Why data augmentation leads to decreased accuracy when finetuning?

panovr · May 31, 2017, 11:34pm

I use this script for finetuning different pretrained models in PyTorch on a custom dataset. My custom dataset has 200 categories, average 60 images per category, so totally 12000 images. And I split this dataset into 6000 training images and 6000 test images.

[1] finetuing only the last classifier layer without data augmentation
finetuning only the last classifier layer
[2] finetuing with all the layers without data augmentation
finetuning with all layers

Because this dataset has imbalance in class, e.g. some classes have 45 images each, and some classes have 30 images each. So I use data augmentation to augment the training set up to 256 images per category. The test set is not change. Specifically, I use these strategies for data augmentation:

random flip
random crop
random blur
random sharpen
random contrast enhancement
random affine transformation

[3] finetuning with all layers and data augmentation
finetuning with all alyers and data augmentation

comparision
| | top-1 | top-5 |
|-----|-------|-------|
| [1] | 77.5 | 93.6 |
| [2] | 91.3 | 98.1 |
| [3] | 87.8 | 96.8 |

From the above table, you can see:

finetuing with all layers can get higher top-1 accuracy than finetuing with only the classifier (91.3 vs 77.5). This is desired.
However, finetuing without data augmentation can still get higher top-1 accuray than with data augmentation (91.3 vs 87.8). This is for resnet18. I also tried resnet34, and get similar result. Originally, I think use data augmentation can get higher accuracy, but it didn’t.

So my question:

Why data augmentation leads to decreased accuracy when finetuning?
What data augmentation used in PyTorch ImageNet training? From the training code, I just see only random crop and random flip are used.

smth · June 1, 2017, 5:41pm

data augmentation can lead to decreased accuracy if your model does not have enough capacity.

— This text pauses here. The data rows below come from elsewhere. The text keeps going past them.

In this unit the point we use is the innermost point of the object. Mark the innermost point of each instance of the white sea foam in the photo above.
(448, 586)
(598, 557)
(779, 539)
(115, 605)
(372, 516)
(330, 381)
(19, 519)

panovr · June 2, 2017, 11:35am

Thanks! I think maybe data augmentation will be more effective if I train from scratch than finetuning.

makio323 · December 7, 2017, 2:31pm

I see the same issue. I guess that some argumentation might not be used in creating the pre-trained model and introducing new argumentation in the fine-tuning process could distract the predictive power.

will_soon · May 4, 2018, 8:16am

But when trained from scratch, the data may not be enough.

I have about 16418 images including 120 classes. Now I am training from scratch, I find my val loss decrease very slowly.

Finetuning: val_loss 4.0(after one epoch)
From scratch: val_loss 4.0(after ten epochs)

will_soon · May 4, 2018, 11:17am

After cropping, the object may not be in the image.